File metadata and controls

31 lines (17 loc) · 2.84 KB

Cure Product

This repository contains files used to generate material for the BACK UP sections of the book of poems, CURE PRODUCT. It's also here to document the basic process I followed, though I ended up at this process only after a lot of experimentation.

Basic Process

  1. I ran count_occurences.py on source.txt to create source_occurences_words.txt, which contains a dictionary counting the occurence of each unique word in source.txt.

  2. I converted the dictionary in source_occurences_words.txt into a list of unique words without their counts and saved it as source_unique_words.py.

    Note: Although this file now matches the words in source_occurences_words.txt, when I used it in step 3, I stripped away words that occurred more than something like 100 times. I can't remember exactly.

  3. I ran regex_couplets.py on source.txt.

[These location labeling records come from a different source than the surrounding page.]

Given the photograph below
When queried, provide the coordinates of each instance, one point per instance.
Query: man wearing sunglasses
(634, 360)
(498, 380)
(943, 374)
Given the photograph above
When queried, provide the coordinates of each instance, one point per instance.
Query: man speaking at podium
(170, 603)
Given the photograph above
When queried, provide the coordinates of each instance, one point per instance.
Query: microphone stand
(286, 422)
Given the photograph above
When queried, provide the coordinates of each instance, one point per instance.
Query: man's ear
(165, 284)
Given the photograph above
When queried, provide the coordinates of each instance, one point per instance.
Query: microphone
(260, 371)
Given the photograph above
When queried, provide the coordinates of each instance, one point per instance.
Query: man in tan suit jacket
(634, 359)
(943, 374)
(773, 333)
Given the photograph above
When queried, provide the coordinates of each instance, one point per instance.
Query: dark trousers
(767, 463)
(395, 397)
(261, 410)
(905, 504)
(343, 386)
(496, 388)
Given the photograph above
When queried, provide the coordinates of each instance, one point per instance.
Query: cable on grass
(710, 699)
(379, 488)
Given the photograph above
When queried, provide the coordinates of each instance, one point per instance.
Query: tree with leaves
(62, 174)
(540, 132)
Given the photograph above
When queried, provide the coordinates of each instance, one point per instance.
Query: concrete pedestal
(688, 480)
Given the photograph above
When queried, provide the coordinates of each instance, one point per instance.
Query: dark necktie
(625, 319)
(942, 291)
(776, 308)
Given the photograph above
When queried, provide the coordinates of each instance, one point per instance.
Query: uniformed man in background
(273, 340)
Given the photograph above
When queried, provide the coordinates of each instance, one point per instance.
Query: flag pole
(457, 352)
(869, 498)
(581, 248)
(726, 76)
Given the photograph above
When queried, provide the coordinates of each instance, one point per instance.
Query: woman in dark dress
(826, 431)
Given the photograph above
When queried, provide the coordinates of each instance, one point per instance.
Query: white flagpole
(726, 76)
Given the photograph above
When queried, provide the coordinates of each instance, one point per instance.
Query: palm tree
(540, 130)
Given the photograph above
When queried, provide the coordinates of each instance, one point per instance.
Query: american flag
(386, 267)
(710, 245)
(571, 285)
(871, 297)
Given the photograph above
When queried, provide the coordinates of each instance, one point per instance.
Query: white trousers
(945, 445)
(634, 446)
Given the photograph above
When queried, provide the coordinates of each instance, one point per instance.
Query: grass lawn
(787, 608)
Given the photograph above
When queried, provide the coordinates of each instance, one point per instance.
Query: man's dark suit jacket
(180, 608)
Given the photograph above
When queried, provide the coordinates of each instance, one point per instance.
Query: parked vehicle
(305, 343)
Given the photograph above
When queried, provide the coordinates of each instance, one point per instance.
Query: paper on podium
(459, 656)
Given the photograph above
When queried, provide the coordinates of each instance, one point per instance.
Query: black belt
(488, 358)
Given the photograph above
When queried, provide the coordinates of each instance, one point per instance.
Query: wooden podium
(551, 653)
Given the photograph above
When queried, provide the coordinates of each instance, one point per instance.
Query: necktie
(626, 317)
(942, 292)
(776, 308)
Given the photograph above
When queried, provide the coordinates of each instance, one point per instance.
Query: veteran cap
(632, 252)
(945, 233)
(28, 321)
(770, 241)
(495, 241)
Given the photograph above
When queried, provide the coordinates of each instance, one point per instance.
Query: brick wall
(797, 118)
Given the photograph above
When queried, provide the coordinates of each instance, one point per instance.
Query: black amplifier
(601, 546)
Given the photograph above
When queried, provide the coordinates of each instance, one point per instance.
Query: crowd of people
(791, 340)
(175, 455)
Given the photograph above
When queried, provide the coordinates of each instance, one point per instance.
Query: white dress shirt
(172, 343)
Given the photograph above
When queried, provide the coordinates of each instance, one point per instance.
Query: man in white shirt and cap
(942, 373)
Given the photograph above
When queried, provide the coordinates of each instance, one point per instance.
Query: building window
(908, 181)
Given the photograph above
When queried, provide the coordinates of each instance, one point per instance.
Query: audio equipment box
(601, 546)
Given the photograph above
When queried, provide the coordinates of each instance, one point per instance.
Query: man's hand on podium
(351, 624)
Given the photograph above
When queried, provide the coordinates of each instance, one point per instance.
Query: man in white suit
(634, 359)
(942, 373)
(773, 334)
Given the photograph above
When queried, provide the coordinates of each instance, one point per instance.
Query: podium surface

    Essentially, this script iterated through each unique combination of words in source_unique_words.py ("A" and "above", then "A" and "accounting", etc.), using a regular expression search to identify lines containing these sequence of characters (as words or a parts of words) and writing those lines to a new file in the /regex_couplets directory. Given the many unique combinations of words in source_unique_words.py, this process took awhile.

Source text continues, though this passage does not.